There were only 2 of us, so the seat wasn’t ‘taken’. But I didn’t know if he simply wanted that chair (which is common) or if he was asking if he could share our table with him – which was uncommon, because

a) Penang is a place that respects personal space, table sharing with strangers is not a common practice.
b) There were still a few empty tables at the back of the food court, and another lone-patron old lady with a table all by herself (if table sharing was his thing, he could have picked a better target, just saying…) – which oddly, he went right past and didn’t ask for a seat.
c) I do not like sharing tables with strangers. Even more so with old people. I’d lose my appetite if the table is shared by a stranger. If have to be, I’d rather give up my table than sharing it with strangers.

Anyway, I politely asked & remarked,

“Are you asking if you can take the chair? You can have the chair if you want.”

Old man then said, rather rudely “I want to sit here at this table!”

Bummer. I had to lie in order not to be rude, “I’m sorry, I am expecting a company to join us later.

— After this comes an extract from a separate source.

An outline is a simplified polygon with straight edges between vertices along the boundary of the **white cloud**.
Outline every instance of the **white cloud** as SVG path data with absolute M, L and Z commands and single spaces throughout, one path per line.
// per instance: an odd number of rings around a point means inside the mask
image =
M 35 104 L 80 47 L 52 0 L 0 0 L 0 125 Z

Perhaps you can find another table?”

Old man then flipped out and yelled at me, “THEN JUST SAY THE SEAT IS TAKEN!! YOU DON’T HAVE TO CHASE ME AWAY!!”

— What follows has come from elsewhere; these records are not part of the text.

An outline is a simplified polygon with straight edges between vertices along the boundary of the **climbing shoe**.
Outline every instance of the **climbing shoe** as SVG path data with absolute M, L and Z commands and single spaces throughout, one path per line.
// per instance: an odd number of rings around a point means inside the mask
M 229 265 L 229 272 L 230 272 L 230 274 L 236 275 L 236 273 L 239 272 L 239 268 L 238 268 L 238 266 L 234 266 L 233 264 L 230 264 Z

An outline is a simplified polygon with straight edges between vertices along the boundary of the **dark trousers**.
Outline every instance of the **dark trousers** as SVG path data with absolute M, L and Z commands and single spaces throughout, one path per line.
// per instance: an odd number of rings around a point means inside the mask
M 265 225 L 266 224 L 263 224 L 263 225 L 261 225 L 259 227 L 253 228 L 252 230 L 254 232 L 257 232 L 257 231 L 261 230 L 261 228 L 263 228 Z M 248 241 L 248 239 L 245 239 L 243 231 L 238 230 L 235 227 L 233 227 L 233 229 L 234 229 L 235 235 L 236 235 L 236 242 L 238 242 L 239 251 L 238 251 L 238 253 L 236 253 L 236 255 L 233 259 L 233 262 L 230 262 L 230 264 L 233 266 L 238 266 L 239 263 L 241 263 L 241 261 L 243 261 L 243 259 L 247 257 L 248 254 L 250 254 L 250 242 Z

I was flabbergasted of course. Like, what the fuck just happened?? That was when my courtesy went out of the window. I went loud:

“HEY! Did you just say I chased you away?? This isn’t your table to begin with, how is it possible you got chased away?? Didn’t I tell you politely to find another table??”

Old man was taken aback because he didn’t think I would ‘talk back’, because you know, he is old. Things usually go his way because he’s a fucking geriatric, but too bad… I’m not a nice person. He then retorted in a toned down voice before walking off to the next table (like a table-to-table parasite):

“Aiyah! It’s still early in the morning, I don’t want to quarrel with you…” His response was ironic because he was the one who started to yell at us early in the morning. I wanted to castigate him further to lower his self esteem but, what’s the point. He had lived 60 over years to be this skeeve of a person, anything I say will not do him any favor but will only make me look bad for yelling at an old fart (that’s what it’ll look like to everyone). Who knows, someone might whip out a phone and the next thing I know, I might become an internet sensation in the wrong light. So I let him be and he eventually got a seat at the said lone-patron old lady’s table.

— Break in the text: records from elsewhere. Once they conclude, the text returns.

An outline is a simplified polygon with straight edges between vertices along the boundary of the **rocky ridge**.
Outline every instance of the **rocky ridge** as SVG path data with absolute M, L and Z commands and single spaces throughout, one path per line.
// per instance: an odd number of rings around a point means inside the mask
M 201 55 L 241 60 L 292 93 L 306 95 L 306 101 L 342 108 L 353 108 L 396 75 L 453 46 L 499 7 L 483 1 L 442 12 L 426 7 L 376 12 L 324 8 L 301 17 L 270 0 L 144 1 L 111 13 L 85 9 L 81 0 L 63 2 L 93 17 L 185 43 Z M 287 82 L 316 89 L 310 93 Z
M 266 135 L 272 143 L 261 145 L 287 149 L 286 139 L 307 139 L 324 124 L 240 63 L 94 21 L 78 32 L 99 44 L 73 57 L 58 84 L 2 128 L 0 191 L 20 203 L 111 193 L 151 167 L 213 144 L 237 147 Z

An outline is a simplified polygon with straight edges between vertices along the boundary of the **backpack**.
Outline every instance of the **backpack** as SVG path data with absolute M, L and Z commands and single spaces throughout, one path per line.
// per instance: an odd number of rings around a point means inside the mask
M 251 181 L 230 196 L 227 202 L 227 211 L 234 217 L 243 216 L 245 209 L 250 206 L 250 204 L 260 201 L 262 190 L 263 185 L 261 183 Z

That fucking skeevy old man. If my daughter’s here, she would be traumatized. That is why I never liked old people. I think old people are overrated. Just because they’re old, they think they can get away with anything (and most of people are enabling them, by letting them get away with what they want). It’s exactly like spoiling a child – except that old people have way much less innocence. Most of them are rude, ignorant, and like to make scenes for attention. Some really bad ones, would even fabricate stories to discredit their own children or others, just to gain some pity attention. They set bad examples to our children and they fucking disgust me.

But I don’t wave a blanket dislike to all the old people because I know not all of them are skeevy. It’s just that in my code of things, they are always by default a “RETURN FALSE”… and will only get a “RETURN TRUE” when they do/did-not-do something or behave in such way that convince me otherwise.